I expect that this is a basic question; however, I looked all the suggested posts and searched myself and I couldn't find the answer. I just to know why if I create a new dataframe based on factor variables from an existing one, I appear to lose the levels. Why does it happen and how can I keep the levels with a factor variable?
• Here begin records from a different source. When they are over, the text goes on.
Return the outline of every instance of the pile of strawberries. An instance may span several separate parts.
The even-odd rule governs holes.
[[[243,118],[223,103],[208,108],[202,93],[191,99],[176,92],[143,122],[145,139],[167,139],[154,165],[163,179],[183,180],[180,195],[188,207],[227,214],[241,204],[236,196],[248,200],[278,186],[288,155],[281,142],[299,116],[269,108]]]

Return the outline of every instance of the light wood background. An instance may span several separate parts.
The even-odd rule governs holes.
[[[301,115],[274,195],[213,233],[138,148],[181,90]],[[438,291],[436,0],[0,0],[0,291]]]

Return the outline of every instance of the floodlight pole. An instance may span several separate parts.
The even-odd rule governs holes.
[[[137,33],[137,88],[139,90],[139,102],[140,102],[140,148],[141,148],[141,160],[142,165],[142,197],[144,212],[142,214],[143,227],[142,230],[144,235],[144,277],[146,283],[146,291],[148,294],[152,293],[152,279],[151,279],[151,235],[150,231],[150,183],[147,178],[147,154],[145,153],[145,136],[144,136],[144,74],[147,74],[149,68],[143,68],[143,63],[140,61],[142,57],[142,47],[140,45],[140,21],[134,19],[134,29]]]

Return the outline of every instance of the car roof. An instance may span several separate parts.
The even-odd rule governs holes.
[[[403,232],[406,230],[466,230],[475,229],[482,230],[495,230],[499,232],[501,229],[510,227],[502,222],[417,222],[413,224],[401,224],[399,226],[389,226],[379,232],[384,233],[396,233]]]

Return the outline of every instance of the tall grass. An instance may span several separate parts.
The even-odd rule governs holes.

Here's a reproducible example to demonstrate:
data(iris)
str(iris) # Species variable is of the class factor
iris.lm <- lm(Petal.Width ~ Species, iris) # Fit a simple model
summary(iris.lm) # Levels are displayed
# Now I make a new dataframe to do some fit quality checks
iris.plots <- as.data.frame(cbind(iris$Species, iris$Petal.Width, fitted(iris.lm),residuals(iris.lm)))
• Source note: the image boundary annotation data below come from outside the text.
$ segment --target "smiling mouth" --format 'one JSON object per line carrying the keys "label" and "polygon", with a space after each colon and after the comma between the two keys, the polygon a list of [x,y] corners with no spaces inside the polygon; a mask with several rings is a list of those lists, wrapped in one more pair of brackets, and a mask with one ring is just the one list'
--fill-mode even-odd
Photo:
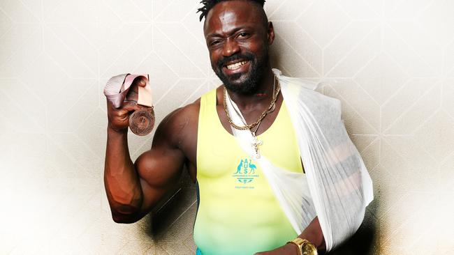
{"label": "smiling mouth", "polygon": [[236,69],[240,68],[242,65],[245,65],[246,63],[247,63],[247,62],[249,62],[249,61],[237,62],[237,63],[233,63],[233,64],[227,65],[226,65],[226,68],[227,69],[228,69],[228,70],[236,70]]}

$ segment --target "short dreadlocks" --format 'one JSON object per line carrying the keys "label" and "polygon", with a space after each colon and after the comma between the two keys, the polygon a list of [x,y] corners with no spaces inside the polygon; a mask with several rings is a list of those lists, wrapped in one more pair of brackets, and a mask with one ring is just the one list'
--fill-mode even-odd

names(iris.plots) <- c("Species", "Observed", "Predicted", "Residuals")
# In the scatter plot to view Residuals by predictor (Species, of factor class), I have not maintained the levels.
plot(x = iris.plots$Species, y = iris.plots$Residuals)
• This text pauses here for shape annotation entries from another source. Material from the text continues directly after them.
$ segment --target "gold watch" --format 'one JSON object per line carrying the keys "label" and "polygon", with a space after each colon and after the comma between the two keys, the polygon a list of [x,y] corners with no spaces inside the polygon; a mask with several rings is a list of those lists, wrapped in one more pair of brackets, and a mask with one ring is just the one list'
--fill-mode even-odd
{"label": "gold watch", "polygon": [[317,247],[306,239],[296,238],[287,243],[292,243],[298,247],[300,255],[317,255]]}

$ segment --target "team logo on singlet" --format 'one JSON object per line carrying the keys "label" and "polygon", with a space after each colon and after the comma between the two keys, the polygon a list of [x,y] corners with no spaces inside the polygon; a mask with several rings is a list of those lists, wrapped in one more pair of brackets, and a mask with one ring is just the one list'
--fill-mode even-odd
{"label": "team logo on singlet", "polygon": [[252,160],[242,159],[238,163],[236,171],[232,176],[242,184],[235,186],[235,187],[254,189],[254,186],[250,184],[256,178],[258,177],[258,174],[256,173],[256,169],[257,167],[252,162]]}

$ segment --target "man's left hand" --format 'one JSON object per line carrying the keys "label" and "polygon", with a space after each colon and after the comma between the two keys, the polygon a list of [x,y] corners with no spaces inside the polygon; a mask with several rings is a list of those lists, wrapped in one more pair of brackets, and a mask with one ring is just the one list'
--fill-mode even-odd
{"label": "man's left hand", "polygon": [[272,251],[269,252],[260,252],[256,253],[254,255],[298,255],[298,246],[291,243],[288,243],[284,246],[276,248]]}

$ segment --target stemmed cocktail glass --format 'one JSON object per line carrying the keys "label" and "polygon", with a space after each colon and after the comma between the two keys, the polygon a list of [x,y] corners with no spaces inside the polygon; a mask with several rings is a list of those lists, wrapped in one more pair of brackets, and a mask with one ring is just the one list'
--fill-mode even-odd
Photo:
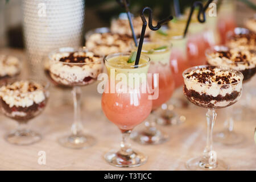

head(iris.plots) # Confirming that I "lost" the levels
Thanks for your help!
When you use cbind
on numeric vectors (even if one of them is factor), as an output you receive matrix, without any information of levels. To prevent it, you can, for example, pass column of iris$Species
as data frame:
iris.plots <- cbind(as.data.frame(iris$Species), iris$Petal.Width, fitted(iris.lm),residuals(iris.lm))
Now, cbind
recognizes first column being data.frame
and uses version of method for data frames, which preserves levels.